The pass label tells you which algorithm matched the group. "Separator prefix" means the products share the same text before a dash, pipe, or slash. "Shared prefix words" means they share the same first two words without a separator. Understanding which pass matched helps you evaluate whether the grouping makes sense.

How many products can I analyze at once?

There is no hard limit, but the tool is optimized for collections of up to a few hundred products. For very large catalogs, consider analyzing one collection or category at a time for more manageable results.

Can a product belong to more than one group?

No. Each product is assigned to at most one group. Once matched in an earlier pass, it is excluded from later passes. This prevents confusing duplicate assignments and ensures clean, actionable results.

How do I use these results with Rubik Combined Listings?

Each group identified by this tool corresponds to one combined listing you would create in Rubik. Install Rubik, navigate to the combined listings section, and set up groups that match the ones shown here. Rubik can also auto-detect groups using similar logic, so you may find the setup is already done for you.

Should I rename my products before or after setting up combined listings?

Before. Consistent naming is the foundation of accurate grouping. Fix any naming inconsistencies revealed by this tool first, then set up your combined listings. Changing product titles after grouping may break existing combined listing configurations.

Does the order of titles in the input matter?

No. The algorithm analyzes all titles against each other regardless of the order you enter them. However, grouping related titles together in your input makes it easier for you to visually verify the results against your expectations.

What happens if I have duplicate titles in the input?

Duplicate titles will be treated as separate products and will be grouped together in the same group. While this technically works, it may indicate an error in your product data. Review duplicate titles to determine if they represent genuinely separate products or data entry mistakes.

Can the tool handle titles in languages other than English?

Yes. The algorithm works on text patterns regardless of language. It splits on the same separator characters and matches shared words in any language. The only limitation is that the separators must be the standard dash, pipe, or slash characters, not language-specific punctuation.

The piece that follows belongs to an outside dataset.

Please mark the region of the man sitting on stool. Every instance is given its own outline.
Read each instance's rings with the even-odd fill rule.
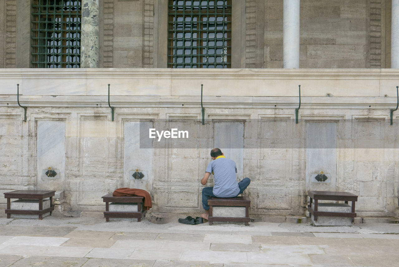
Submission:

How does this tool differ from Rubik's auto-detection?

This tool and Rubik's auto-detection use similar algorithms, but this tool gives you a preview before installation. You can analyze, review, fix naming issues, and plan your groups before committing to any app or configuration. Rubik's auto-detection then confirms and implements the groups on your live store.

What is the best approach for stores with thousands of products?

Break your catalog into collections or categories and analyze each one separately. Start with your highest-traffic collections where grouping will have the most impact. This focused approach produces manageable results and lets you implement improvements incrementally rather than attempting a massive catalog-wide restructure all at once.